Enfin, quand Picard sera autorisé par Shaw à s’entretenir en privé avec Jack dans sa cellule avant de le livrer en pâture à Vadic, l’amiral jouera à la fois le rôle de l’inquisiteur (sur la base du dossier à charge de Starfleet lui valant d’être "wanted" partout), du procureur, de l’avocat, et du confesseur. Cette scène-là témoigne d’un embryon d’écriture ambitieuse, malheureusement sans se réaliser pleinement. Mais avoir osé un (bref) huis clos psychologique est déjà en soi une petite audace au regard des normes Tricatel Hideout. Néanmoins, cinq minutes ne suffiront pas à sauver cinquante minutes d’épisode.
Hélas, ledit huis clos aura un impact négatif sur le worldbuilding. Car il ressort des justifications impeccables (pour le crime organisé sur Andoria, pour le terrorisme sur Binar III, pour avoir tué un Falsetti sur Andreus 5, pour le trafic sur Kemiyo) et des confidences de Jack que c’est sa mère Beverly qui l’a entrainé dans cette voie illégale au point d’avoir été son mentor puis sa partenaire ! Pourquoi ? Eh bien parce que c’était manifestement la seule manière d’aider la veuve et l’orphelin dans un univers aussi imparfait, et cela même... au sein des sociétés membres de l’UFP !!!

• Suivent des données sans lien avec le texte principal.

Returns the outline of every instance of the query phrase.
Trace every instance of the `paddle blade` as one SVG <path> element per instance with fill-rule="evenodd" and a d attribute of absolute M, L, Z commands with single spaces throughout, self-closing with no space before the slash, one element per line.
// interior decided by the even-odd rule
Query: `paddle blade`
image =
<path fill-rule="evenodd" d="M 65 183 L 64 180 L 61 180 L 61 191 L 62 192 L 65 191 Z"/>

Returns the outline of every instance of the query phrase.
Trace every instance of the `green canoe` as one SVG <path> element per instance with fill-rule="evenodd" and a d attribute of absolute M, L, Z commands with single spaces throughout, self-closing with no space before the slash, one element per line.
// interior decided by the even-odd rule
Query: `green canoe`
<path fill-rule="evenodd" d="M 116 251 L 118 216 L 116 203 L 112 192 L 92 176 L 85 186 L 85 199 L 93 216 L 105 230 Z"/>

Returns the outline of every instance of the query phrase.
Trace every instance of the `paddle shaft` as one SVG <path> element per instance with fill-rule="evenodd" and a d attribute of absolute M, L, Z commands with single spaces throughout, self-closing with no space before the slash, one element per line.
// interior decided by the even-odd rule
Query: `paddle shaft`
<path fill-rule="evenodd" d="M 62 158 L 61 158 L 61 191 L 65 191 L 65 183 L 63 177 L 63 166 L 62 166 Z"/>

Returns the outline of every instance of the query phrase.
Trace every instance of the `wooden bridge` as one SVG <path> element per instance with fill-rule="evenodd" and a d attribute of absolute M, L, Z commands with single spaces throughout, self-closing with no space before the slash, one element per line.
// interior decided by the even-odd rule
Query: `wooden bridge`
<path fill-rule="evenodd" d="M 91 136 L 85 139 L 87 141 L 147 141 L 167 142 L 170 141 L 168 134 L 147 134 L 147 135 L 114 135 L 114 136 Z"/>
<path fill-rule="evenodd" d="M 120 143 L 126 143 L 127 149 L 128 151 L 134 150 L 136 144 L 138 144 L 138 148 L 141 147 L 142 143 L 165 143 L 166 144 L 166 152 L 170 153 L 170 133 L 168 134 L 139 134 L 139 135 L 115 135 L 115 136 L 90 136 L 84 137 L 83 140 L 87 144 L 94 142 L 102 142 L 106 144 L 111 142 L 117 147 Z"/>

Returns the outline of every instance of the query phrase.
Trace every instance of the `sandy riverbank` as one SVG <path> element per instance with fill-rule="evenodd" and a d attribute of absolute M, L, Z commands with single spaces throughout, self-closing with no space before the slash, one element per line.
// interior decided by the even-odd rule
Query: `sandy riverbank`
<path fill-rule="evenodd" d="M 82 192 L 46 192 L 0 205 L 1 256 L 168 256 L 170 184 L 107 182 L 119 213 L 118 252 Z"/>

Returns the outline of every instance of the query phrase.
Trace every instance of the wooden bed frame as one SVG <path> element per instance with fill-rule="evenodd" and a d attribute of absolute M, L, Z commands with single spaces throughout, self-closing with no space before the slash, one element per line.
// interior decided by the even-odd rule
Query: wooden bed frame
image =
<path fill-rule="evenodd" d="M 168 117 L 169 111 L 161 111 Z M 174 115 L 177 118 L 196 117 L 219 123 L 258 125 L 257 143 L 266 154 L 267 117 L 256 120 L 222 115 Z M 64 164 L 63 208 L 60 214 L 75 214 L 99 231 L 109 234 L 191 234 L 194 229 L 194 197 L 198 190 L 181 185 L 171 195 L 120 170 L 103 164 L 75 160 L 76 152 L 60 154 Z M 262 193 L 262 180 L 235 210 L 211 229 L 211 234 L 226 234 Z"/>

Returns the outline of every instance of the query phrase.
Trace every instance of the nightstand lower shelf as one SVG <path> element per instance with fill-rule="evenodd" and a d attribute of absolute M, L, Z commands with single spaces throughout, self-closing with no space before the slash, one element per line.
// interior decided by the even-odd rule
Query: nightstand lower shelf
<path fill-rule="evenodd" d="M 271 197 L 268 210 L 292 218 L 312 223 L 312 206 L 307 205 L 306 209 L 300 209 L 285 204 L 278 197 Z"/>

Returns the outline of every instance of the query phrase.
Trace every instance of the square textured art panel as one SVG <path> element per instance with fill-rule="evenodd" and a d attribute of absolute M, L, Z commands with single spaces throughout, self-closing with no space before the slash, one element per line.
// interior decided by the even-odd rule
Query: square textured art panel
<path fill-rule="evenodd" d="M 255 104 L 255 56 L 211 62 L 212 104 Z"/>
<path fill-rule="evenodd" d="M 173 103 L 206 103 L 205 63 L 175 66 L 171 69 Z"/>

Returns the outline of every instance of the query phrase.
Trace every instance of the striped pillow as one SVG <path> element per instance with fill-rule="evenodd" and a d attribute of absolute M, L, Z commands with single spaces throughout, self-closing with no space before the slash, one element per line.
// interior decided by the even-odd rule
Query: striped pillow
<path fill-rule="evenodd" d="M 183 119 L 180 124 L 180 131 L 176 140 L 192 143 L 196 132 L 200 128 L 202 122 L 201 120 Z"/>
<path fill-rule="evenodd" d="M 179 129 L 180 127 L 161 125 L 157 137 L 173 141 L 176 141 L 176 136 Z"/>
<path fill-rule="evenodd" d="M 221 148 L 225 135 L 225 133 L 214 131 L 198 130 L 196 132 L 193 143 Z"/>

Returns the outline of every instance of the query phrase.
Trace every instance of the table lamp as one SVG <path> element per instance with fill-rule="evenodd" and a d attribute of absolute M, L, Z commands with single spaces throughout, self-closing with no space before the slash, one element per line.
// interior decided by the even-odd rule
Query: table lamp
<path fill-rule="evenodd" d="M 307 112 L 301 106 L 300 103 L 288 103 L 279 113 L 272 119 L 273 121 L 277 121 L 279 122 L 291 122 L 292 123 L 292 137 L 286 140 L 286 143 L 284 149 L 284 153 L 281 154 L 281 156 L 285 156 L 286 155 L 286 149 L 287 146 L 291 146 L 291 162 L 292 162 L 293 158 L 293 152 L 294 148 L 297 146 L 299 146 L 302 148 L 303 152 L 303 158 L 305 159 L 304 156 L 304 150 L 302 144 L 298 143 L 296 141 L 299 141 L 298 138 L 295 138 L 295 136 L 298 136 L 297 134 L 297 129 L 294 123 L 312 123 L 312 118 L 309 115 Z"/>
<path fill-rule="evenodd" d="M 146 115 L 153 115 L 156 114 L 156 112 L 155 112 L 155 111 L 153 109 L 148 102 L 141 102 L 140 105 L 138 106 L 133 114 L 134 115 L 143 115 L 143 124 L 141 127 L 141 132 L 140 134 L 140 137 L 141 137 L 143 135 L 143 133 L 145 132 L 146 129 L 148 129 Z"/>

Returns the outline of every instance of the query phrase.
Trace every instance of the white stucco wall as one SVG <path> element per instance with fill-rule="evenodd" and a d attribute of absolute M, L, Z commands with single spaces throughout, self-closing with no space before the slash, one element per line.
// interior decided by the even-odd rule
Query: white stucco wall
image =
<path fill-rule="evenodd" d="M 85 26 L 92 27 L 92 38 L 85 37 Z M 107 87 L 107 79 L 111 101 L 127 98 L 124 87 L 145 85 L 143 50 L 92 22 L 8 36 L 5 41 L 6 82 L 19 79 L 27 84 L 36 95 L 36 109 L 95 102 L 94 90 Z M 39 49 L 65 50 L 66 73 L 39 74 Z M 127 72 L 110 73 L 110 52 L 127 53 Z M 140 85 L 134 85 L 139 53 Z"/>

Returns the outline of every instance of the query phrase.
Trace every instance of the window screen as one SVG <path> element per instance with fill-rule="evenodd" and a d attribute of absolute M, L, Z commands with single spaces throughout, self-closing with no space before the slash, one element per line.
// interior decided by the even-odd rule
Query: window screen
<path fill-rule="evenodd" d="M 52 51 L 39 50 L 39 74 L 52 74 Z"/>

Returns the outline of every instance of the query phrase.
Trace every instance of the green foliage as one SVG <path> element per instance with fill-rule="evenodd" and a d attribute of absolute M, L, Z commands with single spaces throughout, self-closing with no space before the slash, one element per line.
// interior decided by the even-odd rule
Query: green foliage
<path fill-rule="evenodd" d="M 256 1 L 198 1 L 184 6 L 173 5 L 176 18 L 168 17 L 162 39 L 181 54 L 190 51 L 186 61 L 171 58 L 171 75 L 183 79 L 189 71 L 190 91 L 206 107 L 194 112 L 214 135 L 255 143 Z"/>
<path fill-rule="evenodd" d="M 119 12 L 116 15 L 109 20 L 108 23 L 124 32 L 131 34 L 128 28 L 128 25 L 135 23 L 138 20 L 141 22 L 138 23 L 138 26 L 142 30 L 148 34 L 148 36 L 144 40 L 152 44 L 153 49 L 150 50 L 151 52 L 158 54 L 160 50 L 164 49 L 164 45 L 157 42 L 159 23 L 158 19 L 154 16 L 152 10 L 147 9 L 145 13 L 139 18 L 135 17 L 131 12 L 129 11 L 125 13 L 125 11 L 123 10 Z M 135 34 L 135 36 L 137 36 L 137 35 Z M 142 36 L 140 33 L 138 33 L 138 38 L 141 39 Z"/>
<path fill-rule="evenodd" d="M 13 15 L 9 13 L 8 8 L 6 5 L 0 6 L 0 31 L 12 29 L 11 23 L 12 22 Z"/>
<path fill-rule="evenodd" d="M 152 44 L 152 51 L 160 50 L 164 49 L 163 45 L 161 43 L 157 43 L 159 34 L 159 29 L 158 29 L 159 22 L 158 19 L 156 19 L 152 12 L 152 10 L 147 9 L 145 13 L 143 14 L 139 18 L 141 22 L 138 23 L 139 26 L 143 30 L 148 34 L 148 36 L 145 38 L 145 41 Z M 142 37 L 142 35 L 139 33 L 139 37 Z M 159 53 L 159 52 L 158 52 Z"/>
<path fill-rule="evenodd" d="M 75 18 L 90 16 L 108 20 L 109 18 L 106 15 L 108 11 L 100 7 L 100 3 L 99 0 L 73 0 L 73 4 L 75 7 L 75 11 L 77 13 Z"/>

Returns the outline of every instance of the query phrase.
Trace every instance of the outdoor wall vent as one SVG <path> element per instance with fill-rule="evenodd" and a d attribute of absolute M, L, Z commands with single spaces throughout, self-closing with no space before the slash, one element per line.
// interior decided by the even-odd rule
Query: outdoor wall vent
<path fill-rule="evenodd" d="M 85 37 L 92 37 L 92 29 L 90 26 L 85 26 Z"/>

Voilà qui inverse totalement la perspective et la charge. Et surtout qui prolonge et confirme le discours mélancolique de Seven Of Nine dans l’épisode précédent (lorsqu’elle regrettait les Fenris Rangers), où seuls les vigilantes, les mercenaires, les interlopes, les laissés pour compte peuvent désormais prétendre à l’idéalisme et à la compassion. La société serait-elle tellement dystopique qu’il faille être hors-la-loi pour pouvoir aider les autres ? Beverly aurait-elle quitté Starfleet pour apprendre à son fils caché à devenir un "Robin des Bois cosmique" par dégout envers la fausse utopie de toutes les hypocrisies ? Tel un manifeste idéologique contre son premier fils Wesley Crusher qui avait été imaginé par Gene Roddenberry comme une jeunesse idéale dans une société idéale ? Pouah, la doxa ne veut plus entendre parler de ça de nos jours ! Ainsi donc, dans le FakeTrek, les vrais héros seraient forcément à la marge, hors du système, voire même pourchassés par lui. Car quoi de plus démagogique aujourd’hui que de flatter ainsi une génération de résistants de pacotille derrière leurs claviers et leurs écrans, biberonnés de Justice League & d’Avengers, et se vivant comme des cyber-SJW...
Visiblement, la série Picard a beau se rebooter elle-même implicitement à chaque saison, l’idéologie porteuse demeure quant à elle invariante : un Starfleet has been et répulsif, une UFP cynique et dystopique, un naturel mafieux pour tout l’univers, et quelques redresseurs de torts populaires auprès des humbles mais désignés à la vindicte légale. Et ce tropisme systémique foncièrement anti-trekkien ne pourra probablement pas être relativisé (et encore moins effacé) par le complot d’état — forcément récent et probablement exogène — qui tient lieu de colonne dorsale à cette troisième saison.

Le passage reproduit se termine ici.